Tampak di lapangan calon penumpang sejak pagi hingga sore hari sudah mulai memadati pelabuhan SBP untuk berangkat ke Batam, namun para calon penumpang wajib melakukan G Nose yang telah disiapkan oleh pihak pelabuhan.
Koordinator lapangan Tim Satgas Covid 19 yang juga Seksi Keselamatan Berlayar KSOP (Kantor Kesyahbandaran dan Otoritas Pelabuhan) A Martawilaya menjelaskan, pada tanggal 18 Mei 2021 setiap calon penumpang yang menggunakan transportasi laut tetap menggunakan G nose tidak perlu surat keterangan dari RT RW.
“Untuk sistem pelayanannya tanggal 16 – 17 Mei 2021 tetap memakai surat keterangan, tapi tanggal 17 – 18 Mei 2021 sudah tidak pakai lagi namun tetap gunakan G nose bagi penumpang yang menggunakan transportasi laut,” ujarnya.
Diketahui jelang Idul Fitri kemarin jam operasional operator Kapal Fery per tiga jam sekali, namun setelah Idul Fitri operasional operator kapal saat ini sudah tujuh kali trip berlayar.

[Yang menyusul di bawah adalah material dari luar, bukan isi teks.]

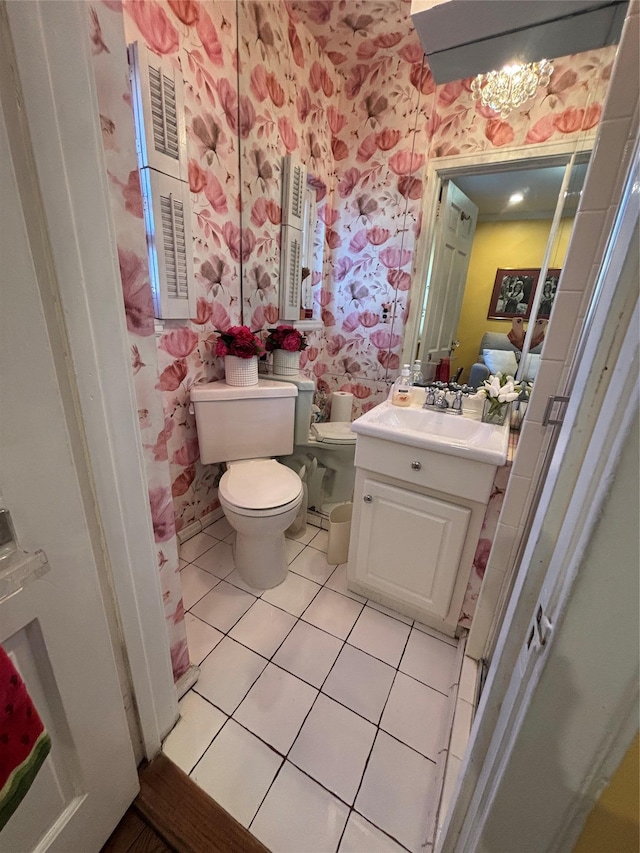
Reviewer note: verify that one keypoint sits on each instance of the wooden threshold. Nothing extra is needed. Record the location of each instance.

“Untuk operasional kapal kemarin hanya tiga trip, namun sekarang bisa tujuh trip kapal karena melihat situasi dan kondisi penumpang yang semakin meningkat, maka pihak operator menyediakan kapal lagi, saat ini sudah empat kapal yang berlayar masih ada tiga kapal lagi yang belum berlayar karena batas berlayar hingga pukul 17 : 30 Wib, ” lanjut Yayan ( Sapaan Akrab-red ).
Sudah dua hari pelabuhan SBP dipadati para penumpang namun untuk kapasitas kapal sendiri dibatasi 50 persen dari kapasitas awal.
“Kapasitas kapal tetap kita batasi 50 atau 60 persen dari kapasitas awal, untuk itu Prokes seperti jaga jarak memakai masker terus di lakukan sehingga jangan ada lagi cluster baru lagi, ” pungkas Yayan.